Sosialisasi yang sudah dilakukan sejak MPR dipimpin Hidayat (2004-2009) ini penting untuk mereka yang kadang lupa atau dibuat lupa karena ditutup-tutupi. Misalnya, siapa yang membuat atau memenangkan sayembara membuat lambang negara, Garuda Pancasila, atau pencipta lagu Hari Kemerdekaan.

Pencipta Garuda Pancasila adalah seorang habib yang masih keturunan Nabi Muhammad SAW, dan seorang sultan dari Kerajaan Islam di Pontianak, Kalimantan Barat. Namanya, Sultan Abdul Hamid Alkadri. Sementara pencipta lagu Hari Kemerdekaan adalah Muhammad bin Husein Al Mutahar yang juga seorang habib.

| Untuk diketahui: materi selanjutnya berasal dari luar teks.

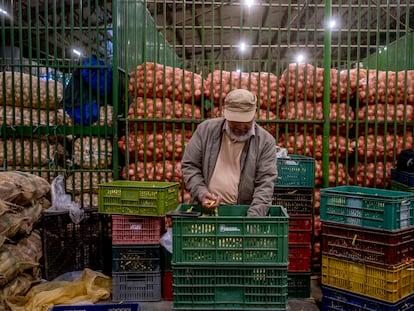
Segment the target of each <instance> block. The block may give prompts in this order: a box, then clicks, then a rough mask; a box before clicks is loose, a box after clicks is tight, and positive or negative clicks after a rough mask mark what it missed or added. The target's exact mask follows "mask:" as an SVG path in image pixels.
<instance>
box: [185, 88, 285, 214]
mask: <svg viewBox="0 0 414 311" xmlns="http://www.w3.org/2000/svg"><path fill="white" fill-rule="evenodd" d="M256 111H257V97H256V96H255V95H254V94H252V93H251V92H249V91H247V90H243V89H236V90H233V91H231V92H230V93H228V94H227V96H226V99H225V103H224V118H214V119H209V120H206V121H204V122H202V123H201V124H199V125H198V127H197V129H196V131H195V132H194V134H193V136H192V137H191V139H190V141H189V142H188V144H187V146H186V149H185V152H184V156H183V159H182V162H181V164H182V173H183V176H184V181H185V183H186V187H187V189H188V190H189V191H190V194H191V203H196V202H198V203H201V204H202V206H203V207H204V208H207V209H214V208H216V207H217V206H218V205H219V204H225V205H250V208H249V210H248V215H254V216H265V215H267V214H268V211H269V205H271V204H272V197H273V190H274V183H275V178H276V177H277V170H276V143H275V139H274V137H273V136H272V135H270V133H269V132H267V131H266V130H265V129H263V128H262V127H260V126H259V125H258V124H257V123H256V122H255V115H256Z"/></svg>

"Inilah yang kadang dilupakan atau tidak diketahui sehingga pelajar kita, mahasiswa kita, para santri kita belum ketemu di mana relasi bangsa Indonesia dan umat Islam sehingga dengan mudah terjadi salah paham," kata dia. "Karena tidak ada dalam Alquran dan hadis, maka dianggap bid'ah, Republik Indonesia dianggap bid'ah. Padahal, tidak semua bid'ah."



 

 

 

 

 

 

 

 

 

 

 

 

 


Maka, kata Hidayat, inilah yang harus dikoreksi. Supaya bangsa ini tidak salah jalan, tidak salah paham, yang kemudian mudah diajak menjadi radikalisme, komunisme, liberalisme, atau ateis. Sosialisasi ini dijalankan supaya warga bangsa Indonesia, khususnya umat Islam atau kalangan santri, paham betul bagaimana sistem di Indonesia dan bagaimana relasinya dengan umat.

"Serta bagaimana kita mengisi kemerdekaan Indonesia ini, supaya warisan perjuangan ini bisa kita jaga," ungkap Hidayat.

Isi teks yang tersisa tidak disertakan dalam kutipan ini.